Undoing the cycle: How to have an easier period, week by week

10 Jan 2023 • 14 min read

Our bodies run like clockwork behind the scenes, even when we forget. Crying over a puppy video? Yep: it’s that time of the month.

Most people with periods know about PMS, but there are processes and hormonal fluctuations going on all the time.

Understanding them could help streamline everything from your work life to your energy and confidence.

Here’s a breakdown of what goes on in your body, including what to eat and how to exercise during each menstrual phase…

In this article:

  • Week 1: Menstruation
  • Week 2: Follicular phase
  • Week 3: Ovulation
  • Week 4: Luteal phase
  • Do contraceptives affect my cycle?
  • The final say
     

Week 1: Menstruation

The cycle begins when your period starts. For most people, menstruation lasts between 3 and 8 days.¹

Over the course of the month, your uterine lining builds up to prepare for a potential pregnancy.

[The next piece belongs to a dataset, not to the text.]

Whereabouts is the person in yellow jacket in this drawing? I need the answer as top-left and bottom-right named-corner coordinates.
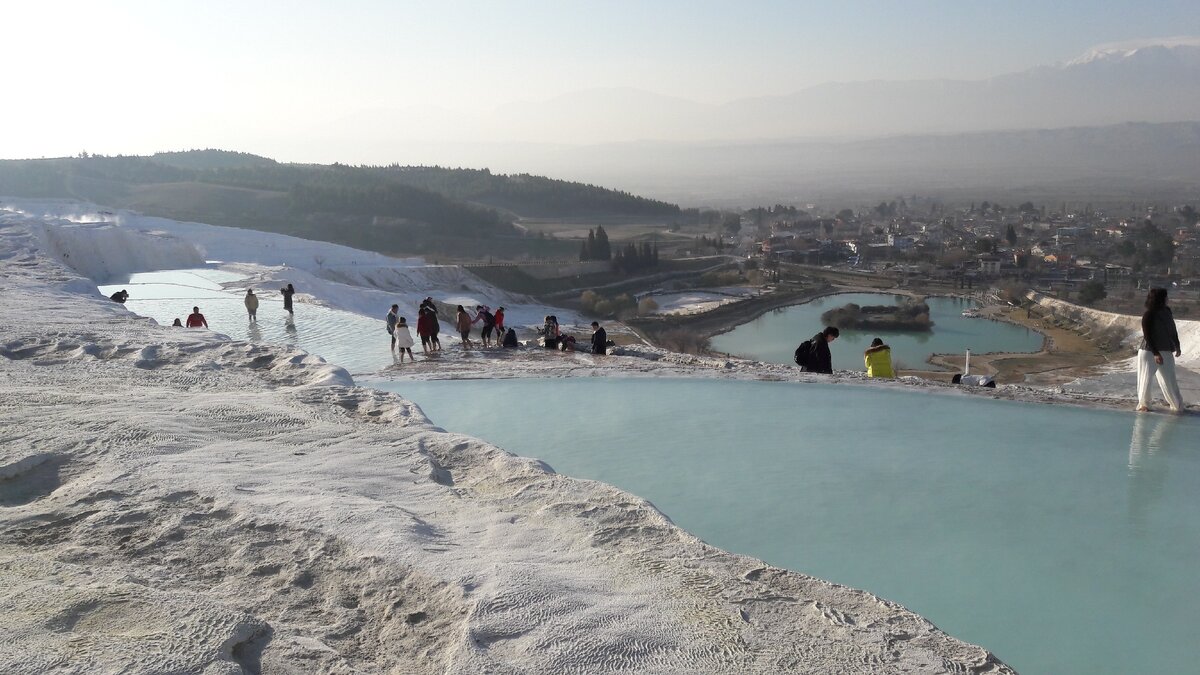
top-left (863, 338), bottom-right (896, 377)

If you don’t get pregnant, the uterus sheds its lining and this is your period.

Your hormones are at their lowest, so it’s likely that your energy levels are low and you’re feeling your most anxious during this time.²

You might also have cramps and experience some leftover symptoms of PMS like bloating, muscle pain, and mood swings.

Maybe you’re not inclined to take on grand plans – but that’s okay! Your right and left brain hemispheres are communicating at their best, so now’s the time to put your reflective skills to use.³

Sit back and evaluate the past month: did it go to plan? Is there anything that could improve your satisfaction?

Then, assess your priorities for the one ahead, focusing on your wider goals and relationships rather than the finer details.

Snack on: Some research has found omega-3 fatty acids may help reduce period pain when compared to ibuprofen.⁴ Choosing foods and food supplements like oily fish, flaxseed, and soy products could help keep you at ease. 

Stay active by: You don’t have to limit yourself! But it’s worth noting that you’re more likely to be tired and achy; listen to your body to see what feels right.

Some people find an endorphin high alleviates cramps or distracts them from the “slump”. Others find usual movement exhausting.

Consider gentle activity or reflective exercises, like yoga and pilates. Walking and light cardio are also ideal if you feel like getting out and about.

Your skin’s looking: Duller and dryer than usual, thanks to low levels of oestrogen and progesterone.⁵ Now’s the time to focus on nourishing your skin (and don’t forget to drink plenty of water).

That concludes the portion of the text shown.